I would think that a 12% employer contribution rate is very good. In effect you are getting a total contribution of 20% for a personal net cost of circa 5%. Sounds like a good deal. Recent research I saw suggests that the "average" employer contribution is closer to 6%.


----------



## garbanzo (23 Sep 2014)

That is an excellent DC contribution rate. 20% is a significant amount to be salting away for retirement. The employer portion is generous by normal standards. Just don't get screwed by hefty charges on your PRSA account. All in all you should be happy with your good fortune to have it.


----------



## elacsaplau (23 Sep 2014)

May sound like a silly question but 12% of what - salary or some other definition? And, out of curiosity, what % of total income does salary represent? If based on salary, you're well ahead of the average employer DC rates. Arguably, it's not that you'll have a magnificent pension but rather that those with a lower contributions will have an insufficient amount.


----------



## Steven Barrett (24 Sep 2014)

You're getting a great contribution by your employer. Most do 5%, some as little as 3%. 



> Just don't get screwed by hefty charges on your PRSA account.



The charges under standard PRSA's are set by legislation. The AMC will be 1% and the premium charge no more than 5% of premium. If your employer is putting in 12% of salary, they may be paying for the adviser fee too so you have 100% of your money invested. 


Steven
www.bluewaterfp.ie


----------



## roytheboyo (4 Oct 2014)

Thanks for replies. It's percentage of gross salary. I will go with it. I will check out fees.


----------



## RSMike (5 Nov 2014)

I have a related question, I'm afraid I am not as lucky with the DC rates my employer gives.

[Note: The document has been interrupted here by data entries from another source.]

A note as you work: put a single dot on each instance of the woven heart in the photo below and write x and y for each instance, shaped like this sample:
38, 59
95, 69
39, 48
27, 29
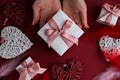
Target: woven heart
69, 71
15, 42
15, 12
110, 47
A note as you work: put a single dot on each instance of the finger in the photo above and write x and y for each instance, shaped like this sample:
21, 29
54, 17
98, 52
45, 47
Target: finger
83, 16
77, 20
36, 15
42, 21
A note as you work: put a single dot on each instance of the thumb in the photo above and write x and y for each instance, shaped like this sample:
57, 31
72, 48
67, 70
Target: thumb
36, 15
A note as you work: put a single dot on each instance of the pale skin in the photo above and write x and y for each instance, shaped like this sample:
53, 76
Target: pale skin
43, 10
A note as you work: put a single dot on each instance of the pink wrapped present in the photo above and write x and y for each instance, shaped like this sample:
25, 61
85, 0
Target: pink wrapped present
109, 14
28, 69
60, 32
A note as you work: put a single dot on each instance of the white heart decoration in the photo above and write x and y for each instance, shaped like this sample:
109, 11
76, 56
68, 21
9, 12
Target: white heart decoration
110, 47
15, 42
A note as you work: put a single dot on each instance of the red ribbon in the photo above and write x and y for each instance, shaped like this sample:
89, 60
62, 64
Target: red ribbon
32, 69
111, 10
111, 54
53, 33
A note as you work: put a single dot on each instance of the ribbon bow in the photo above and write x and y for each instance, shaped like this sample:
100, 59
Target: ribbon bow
53, 33
1, 40
112, 10
31, 69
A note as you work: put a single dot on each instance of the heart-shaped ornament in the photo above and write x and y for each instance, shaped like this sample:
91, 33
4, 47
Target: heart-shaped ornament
69, 71
110, 47
15, 12
14, 44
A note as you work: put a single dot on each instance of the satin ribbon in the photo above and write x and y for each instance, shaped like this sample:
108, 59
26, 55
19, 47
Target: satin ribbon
1, 40
31, 69
53, 33
111, 55
111, 10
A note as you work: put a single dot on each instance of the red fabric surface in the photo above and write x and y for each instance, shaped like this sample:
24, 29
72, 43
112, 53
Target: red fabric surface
87, 51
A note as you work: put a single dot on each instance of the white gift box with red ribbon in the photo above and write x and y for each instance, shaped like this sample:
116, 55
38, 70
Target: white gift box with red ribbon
109, 14
28, 69
59, 44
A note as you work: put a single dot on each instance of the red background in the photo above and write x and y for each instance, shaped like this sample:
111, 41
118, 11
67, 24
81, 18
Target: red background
87, 52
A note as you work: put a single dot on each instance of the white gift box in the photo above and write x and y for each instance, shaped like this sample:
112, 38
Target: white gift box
58, 44
101, 18
28, 60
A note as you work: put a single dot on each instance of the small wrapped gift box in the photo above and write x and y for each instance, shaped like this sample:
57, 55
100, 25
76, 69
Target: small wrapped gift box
28, 69
109, 14
60, 32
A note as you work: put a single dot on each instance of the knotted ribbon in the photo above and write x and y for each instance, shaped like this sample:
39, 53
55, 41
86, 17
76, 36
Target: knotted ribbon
31, 69
1, 40
53, 33
111, 10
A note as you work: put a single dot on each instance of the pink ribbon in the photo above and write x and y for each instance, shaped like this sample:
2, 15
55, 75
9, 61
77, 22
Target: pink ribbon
112, 10
32, 69
53, 33
1, 40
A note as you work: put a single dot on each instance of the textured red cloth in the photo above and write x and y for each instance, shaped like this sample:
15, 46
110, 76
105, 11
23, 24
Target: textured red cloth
15, 12
87, 51
69, 71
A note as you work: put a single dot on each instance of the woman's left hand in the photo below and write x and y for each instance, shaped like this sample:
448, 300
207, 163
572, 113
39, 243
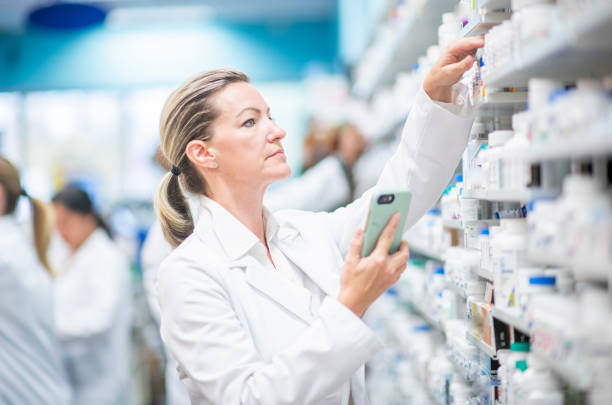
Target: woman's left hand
456, 59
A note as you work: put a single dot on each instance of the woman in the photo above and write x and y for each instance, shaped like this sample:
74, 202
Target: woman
32, 371
93, 303
261, 308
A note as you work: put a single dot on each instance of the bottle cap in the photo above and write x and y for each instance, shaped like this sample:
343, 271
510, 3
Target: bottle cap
520, 347
542, 280
521, 365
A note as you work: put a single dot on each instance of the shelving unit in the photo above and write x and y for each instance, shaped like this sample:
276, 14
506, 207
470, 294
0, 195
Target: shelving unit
484, 273
511, 318
456, 289
420, 248
494, 4
573, 50
481, 345
482, 22
590, 146
577, 376
452, 223
412, 40
499, 195
583, 49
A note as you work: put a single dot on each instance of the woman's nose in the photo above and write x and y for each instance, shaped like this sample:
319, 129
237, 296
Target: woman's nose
275, 132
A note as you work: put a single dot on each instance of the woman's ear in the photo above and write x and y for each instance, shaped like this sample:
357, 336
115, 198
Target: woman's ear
201, 154
2, 200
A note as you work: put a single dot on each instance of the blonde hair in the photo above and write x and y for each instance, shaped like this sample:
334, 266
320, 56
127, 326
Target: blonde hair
187, 115
41, 226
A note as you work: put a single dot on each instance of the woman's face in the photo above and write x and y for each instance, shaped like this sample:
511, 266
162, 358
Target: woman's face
74, 227
246, 141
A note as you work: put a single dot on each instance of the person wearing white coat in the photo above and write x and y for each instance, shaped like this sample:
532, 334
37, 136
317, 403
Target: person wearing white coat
92, 302
31, 368
261, 308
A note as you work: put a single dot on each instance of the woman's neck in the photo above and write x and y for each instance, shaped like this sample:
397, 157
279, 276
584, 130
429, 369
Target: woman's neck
245, 204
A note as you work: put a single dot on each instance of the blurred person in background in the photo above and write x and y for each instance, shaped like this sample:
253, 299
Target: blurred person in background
92, 302
265, 308
327, 184
31, 368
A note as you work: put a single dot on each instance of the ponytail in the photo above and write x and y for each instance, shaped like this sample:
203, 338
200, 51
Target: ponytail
173, 211
187, 115
41, 230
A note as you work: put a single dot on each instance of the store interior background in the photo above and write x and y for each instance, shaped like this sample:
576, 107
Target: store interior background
80, 103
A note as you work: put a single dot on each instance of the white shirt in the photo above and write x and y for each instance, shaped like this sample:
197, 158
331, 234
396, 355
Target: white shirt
243, 332
31, 369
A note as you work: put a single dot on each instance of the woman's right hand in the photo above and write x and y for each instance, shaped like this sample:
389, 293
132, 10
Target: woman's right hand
364, 279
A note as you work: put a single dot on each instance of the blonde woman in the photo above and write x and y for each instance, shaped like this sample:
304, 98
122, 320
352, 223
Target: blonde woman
31, 370
261, 308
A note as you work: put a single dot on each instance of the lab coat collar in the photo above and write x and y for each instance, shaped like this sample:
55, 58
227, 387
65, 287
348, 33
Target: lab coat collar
235, 238
302, 255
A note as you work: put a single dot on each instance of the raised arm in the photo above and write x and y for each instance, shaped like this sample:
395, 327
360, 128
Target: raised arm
433, 138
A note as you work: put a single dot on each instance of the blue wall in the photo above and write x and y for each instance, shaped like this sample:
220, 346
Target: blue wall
111, 58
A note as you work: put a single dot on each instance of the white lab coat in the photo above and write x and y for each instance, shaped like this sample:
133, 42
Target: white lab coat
31, 369
154, 251
93, 317
243, 334
323, 187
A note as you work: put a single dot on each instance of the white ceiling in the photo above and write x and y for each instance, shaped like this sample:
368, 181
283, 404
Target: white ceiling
13, 13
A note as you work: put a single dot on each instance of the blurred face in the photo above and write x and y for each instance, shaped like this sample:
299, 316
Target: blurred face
74, 227
246, 141
350, 144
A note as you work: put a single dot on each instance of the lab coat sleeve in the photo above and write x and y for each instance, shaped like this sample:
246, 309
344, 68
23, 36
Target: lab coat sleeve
433, 139
205, 335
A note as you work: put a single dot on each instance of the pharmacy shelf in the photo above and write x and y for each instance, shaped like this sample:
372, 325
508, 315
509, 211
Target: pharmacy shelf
510, 317
480, 344
460, 370
485, 273
459, 291
460, 224
412, 41
581, 49
582, 147
420, 248
435, 323
577, 376
482, 22
499, 195
583, 269
494, 4
502, 102
452, 223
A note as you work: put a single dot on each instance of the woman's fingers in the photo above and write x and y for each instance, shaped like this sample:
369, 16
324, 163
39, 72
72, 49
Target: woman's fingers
465, 46
397, 261
386, 236
355, 246
459, 68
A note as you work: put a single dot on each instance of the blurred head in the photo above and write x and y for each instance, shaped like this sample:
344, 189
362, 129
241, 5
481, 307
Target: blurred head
10, 191
350, 144
215, 126
75, 216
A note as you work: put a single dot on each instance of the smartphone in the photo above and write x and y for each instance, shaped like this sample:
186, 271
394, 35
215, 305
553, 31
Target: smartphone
384, 204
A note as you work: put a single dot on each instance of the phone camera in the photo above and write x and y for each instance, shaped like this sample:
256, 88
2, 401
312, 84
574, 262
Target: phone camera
386, 199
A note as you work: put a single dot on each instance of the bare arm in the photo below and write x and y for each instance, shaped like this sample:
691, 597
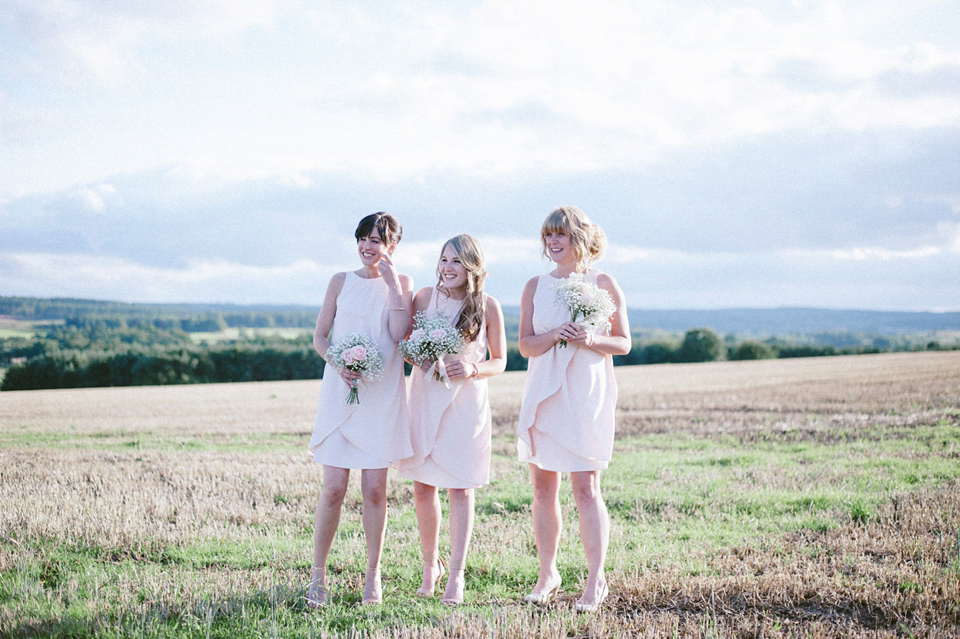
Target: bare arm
321, 334
421, 301
496, 343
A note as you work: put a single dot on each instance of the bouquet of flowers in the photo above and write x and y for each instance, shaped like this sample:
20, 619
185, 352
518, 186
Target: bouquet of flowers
357, 352
432, 338
589, 305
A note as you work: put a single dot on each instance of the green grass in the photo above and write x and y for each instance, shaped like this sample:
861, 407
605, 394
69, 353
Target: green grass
225, 550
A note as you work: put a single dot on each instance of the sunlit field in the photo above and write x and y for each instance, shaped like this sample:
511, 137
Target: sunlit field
779, 498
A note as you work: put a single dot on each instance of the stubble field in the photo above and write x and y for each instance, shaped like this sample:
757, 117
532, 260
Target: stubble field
808, 498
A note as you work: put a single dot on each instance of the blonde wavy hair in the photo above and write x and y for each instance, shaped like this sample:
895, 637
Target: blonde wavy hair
470, 322
586, 238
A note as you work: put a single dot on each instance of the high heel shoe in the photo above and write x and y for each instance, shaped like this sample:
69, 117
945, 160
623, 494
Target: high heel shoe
542, 598
425, 592
457, 599
585, 607
317, 595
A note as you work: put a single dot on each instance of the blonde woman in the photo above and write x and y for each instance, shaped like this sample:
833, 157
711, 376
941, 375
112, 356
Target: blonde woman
451, 426
374, 434
567, 416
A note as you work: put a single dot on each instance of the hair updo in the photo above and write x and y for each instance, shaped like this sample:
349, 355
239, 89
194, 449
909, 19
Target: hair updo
587, 239
388, 226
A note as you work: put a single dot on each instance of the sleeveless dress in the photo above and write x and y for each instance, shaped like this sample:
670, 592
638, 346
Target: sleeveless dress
569, 399
376, 432
451, 427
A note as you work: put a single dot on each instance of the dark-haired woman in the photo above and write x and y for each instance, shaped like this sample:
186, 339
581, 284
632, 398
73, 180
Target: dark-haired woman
374, 434
567, 416
451, 426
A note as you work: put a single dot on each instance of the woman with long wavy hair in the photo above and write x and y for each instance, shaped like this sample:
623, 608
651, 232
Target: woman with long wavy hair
567, 416
451, 426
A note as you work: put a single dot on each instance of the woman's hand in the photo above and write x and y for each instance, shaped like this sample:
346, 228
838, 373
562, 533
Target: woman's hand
459, 369
572, 332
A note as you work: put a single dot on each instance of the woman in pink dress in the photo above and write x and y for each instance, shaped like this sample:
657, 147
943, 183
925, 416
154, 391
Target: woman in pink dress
374, 434
451, 425
567, 415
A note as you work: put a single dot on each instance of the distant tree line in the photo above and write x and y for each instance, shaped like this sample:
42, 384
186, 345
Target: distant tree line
88, 352
78, 369
113, 344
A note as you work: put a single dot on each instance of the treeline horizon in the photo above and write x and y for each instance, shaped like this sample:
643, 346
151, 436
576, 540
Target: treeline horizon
138, 351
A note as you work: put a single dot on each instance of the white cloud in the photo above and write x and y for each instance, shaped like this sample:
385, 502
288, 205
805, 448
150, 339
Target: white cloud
85, 276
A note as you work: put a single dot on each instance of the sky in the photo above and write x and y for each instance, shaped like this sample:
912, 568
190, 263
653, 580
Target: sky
737, 154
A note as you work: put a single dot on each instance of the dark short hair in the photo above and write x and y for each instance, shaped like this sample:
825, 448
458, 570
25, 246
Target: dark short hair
389, 227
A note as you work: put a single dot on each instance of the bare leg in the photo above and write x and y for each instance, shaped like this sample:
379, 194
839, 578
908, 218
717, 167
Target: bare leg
326, 519
428, 519
461, 526
373, 485
547, 526
594, 532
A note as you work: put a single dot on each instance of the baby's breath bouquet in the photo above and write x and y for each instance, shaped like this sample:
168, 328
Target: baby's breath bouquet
432, 338
357, 352
589, 305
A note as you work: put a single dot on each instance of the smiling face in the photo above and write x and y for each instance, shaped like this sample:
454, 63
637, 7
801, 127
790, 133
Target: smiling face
452, 272
371, 248
558, 246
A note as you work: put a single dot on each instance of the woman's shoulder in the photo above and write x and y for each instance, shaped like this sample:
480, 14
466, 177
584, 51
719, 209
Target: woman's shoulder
336, 282
490, 302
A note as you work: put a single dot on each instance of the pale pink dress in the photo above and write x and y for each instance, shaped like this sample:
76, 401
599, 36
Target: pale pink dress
450, 426
376, 432
570, 396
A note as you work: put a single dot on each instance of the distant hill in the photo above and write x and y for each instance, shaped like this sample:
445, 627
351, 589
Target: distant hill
739, 321
783, 321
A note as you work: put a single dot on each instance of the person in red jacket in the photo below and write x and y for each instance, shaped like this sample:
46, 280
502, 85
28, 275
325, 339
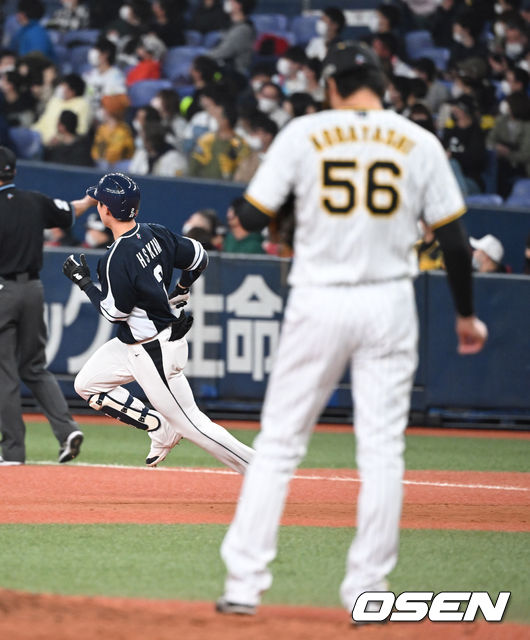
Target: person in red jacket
150, 50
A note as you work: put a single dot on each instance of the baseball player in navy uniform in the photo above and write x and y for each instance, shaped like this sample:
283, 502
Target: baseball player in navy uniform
135, 276
361, 178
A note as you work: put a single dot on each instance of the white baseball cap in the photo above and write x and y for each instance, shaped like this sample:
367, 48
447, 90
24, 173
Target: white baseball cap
491, 246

Current Employer:         6% and I am required to contribute 5% 
( I voluntarily contribute another 12% by way of AVC), Total = 23%

Prospective Employer:    6% and I am required to contribute 3%

Question: For the prospective employer, is there any disadvantage to me if I up my AVC rate to 14% to maintain a 23% contribution, i.e is the 3% and 14% treated any differently in terms of determining the maximum I am potentially allowed to contribute?


----------



## PaddyW (5 Nov 2014)

12% is an excellent contribution from employer. My employer matches my 5% contribution


----------



## LDFerguson (6 Nov 2014)

RSMike said:


> Question: For the prospective employer, is there any disadvantage to me if I up my AVC rate to 14% to maintain a 23% contribution, i.e is the 3% and 14% treated any differently in terms of determining the maximum I am potentially allowed to contribute?



No.


----------



## RSMike (6 Nov 2014)

LDFerguson said:


> No.



Thanks, that is good to know, and I do have another question. I notice that in my existing Pension, the AVC contribution is managed separately from the main fund.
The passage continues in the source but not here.